Monday, August 8, 2011
Rio targets coal company
Mon, Aug8, 2011 |Agency AAP
Mining giant Rio Tinto has moved to take advantage of plummeting global sharemarkets, offering to buy the coal miner it already mostly owns.
The informal bid for Coal & Allied is viewed by market players as an opportunistic one for a high quality coal company in an industry with few buying opportunities.
Rio Tinto and Mitsubishi Development made the $122 per share joint proposal for the Coal & Allied stock they do not already hold, valuing the company at $10.6 billion, a 34 per cent premium on last week's closing price.
This offer follows other recent moves in the industry, including Peabody and Arcelor Mittal's recent bid for Australia's MacArthur and Rio's own successful takeover of Mozambique-based Riversdale.
The plunges in financial markets of recent days had given Rio the chance to gain full ownership of a good quality coal asset, Mine Life senior resources analyst Gavin Wendt said.
"There is near-term weakness out there, as far as coal company equities and sentiment are concerned ... but the bigger picture has not changed," Mr Wendt told AAP.
"The demand-supply fundamentals (for coal) are very strong."
Rio and Mitsubishi already own nearly 86 per cent of Coal and Allied, with Rio holding 75.7 per cent. Mitsubishi will provide about $1 billion of the $1.5 billion needed for the acquisition.
Coal & Allied has formed a committee to consider the bid, including chairman Bryan Davis, who said he was yet to form a view.
Coal & Allied is based in Brisbane and has three mines in NSW's Hunter Valley that produced 13.23 million tonnes (Mt) of mostly thermal coal (used in power generation) in the six months to June.
The company reported a first half net profit of $227 million late last month.
UBS Resources released a statement giving Coal & Allied a Buy rating, saying that corporates were placing more value on coal than sharemarkets, which may lead to a jump in coal shares.
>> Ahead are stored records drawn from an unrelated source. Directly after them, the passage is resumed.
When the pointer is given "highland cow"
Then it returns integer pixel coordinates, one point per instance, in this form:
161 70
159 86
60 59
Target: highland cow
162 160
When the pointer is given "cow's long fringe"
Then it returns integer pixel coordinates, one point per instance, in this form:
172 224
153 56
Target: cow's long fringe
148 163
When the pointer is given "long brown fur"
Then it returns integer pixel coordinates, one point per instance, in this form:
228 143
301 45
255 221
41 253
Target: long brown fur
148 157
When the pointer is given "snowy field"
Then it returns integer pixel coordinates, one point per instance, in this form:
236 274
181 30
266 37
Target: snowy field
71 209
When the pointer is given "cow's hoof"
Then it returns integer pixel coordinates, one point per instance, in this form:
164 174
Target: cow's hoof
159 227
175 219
Coal & Allied was the best performer on the ASX All Ordinaries index on Monday, with its shares shooting up 28 per cent to a three month high $116.20.
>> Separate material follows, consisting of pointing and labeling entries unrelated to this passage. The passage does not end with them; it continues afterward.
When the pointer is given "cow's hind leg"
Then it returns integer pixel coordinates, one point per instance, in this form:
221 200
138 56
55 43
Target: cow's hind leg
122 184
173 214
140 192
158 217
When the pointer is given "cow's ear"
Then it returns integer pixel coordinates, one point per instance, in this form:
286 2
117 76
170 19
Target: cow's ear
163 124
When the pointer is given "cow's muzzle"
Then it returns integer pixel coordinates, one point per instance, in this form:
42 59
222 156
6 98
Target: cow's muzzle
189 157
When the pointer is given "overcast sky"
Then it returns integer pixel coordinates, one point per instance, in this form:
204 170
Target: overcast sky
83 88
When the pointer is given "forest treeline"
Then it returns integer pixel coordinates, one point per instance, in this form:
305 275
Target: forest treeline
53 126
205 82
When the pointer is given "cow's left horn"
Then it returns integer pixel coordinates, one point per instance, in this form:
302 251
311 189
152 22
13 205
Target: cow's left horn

Rio shares slumped 4.7 per cent to $68.63. That followed Friday's six per cent drop. Investors are afraid that demand for resources will dry up if the sovereign debt problems in the US and Europe lead to a global recession.
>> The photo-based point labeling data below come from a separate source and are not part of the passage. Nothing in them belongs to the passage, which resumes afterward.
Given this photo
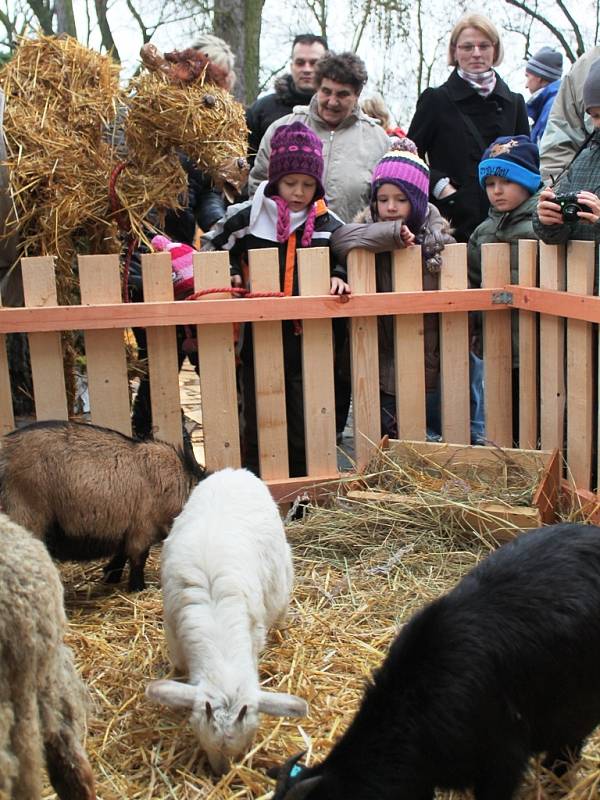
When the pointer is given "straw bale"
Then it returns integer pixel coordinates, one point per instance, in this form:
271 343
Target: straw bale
360 573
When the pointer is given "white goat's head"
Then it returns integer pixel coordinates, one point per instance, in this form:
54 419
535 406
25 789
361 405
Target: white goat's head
225 727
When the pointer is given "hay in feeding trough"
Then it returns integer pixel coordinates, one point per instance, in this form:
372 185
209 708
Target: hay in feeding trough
359 575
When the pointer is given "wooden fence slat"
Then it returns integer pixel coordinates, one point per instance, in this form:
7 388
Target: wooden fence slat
269 375
409 345
364 359
163 363
45 349
497 350
552 348
216 355
108 385
580 368
454 352
7 419
317 367
528 344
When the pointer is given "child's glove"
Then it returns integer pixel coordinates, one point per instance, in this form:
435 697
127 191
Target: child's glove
181 264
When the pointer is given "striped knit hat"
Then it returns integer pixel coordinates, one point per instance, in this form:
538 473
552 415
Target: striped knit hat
402 167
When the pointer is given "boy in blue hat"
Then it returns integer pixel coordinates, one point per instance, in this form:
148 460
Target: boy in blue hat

Iron Ore sales contributed nearly 80 per cent to Rio's record $US7.6 billion ($A7.3 billion) record first-half profit last week, compared to less than six per cent from its NSW and Queensland coal mines.
EL&C Baillieu Stockbroking resources analyst Adrian Prendergast said Rio should increase its energy exposure and the coal interests it already owned made it a logical path.
"It certainly will help their business, it integrates with their interests across all commodities as a cheap energy source at the heart of most of their customer bases in developing regions," he said.
Stock Resource managing director Grant Craighead said the advantage of owning 100 per cent of Coal & Allied, was that Rio could fit its operations into its own through marketing, shipping and infrastructure.
The largest institutional shareholder in Coal & Allied, Perpetual Ltd, which owns 6.3 per cent of the company, said it supported the proposal.
The offer of $123.20 per share allows shareholders to retain the dividend of $1.20 per share scheduled to be paid on August 26.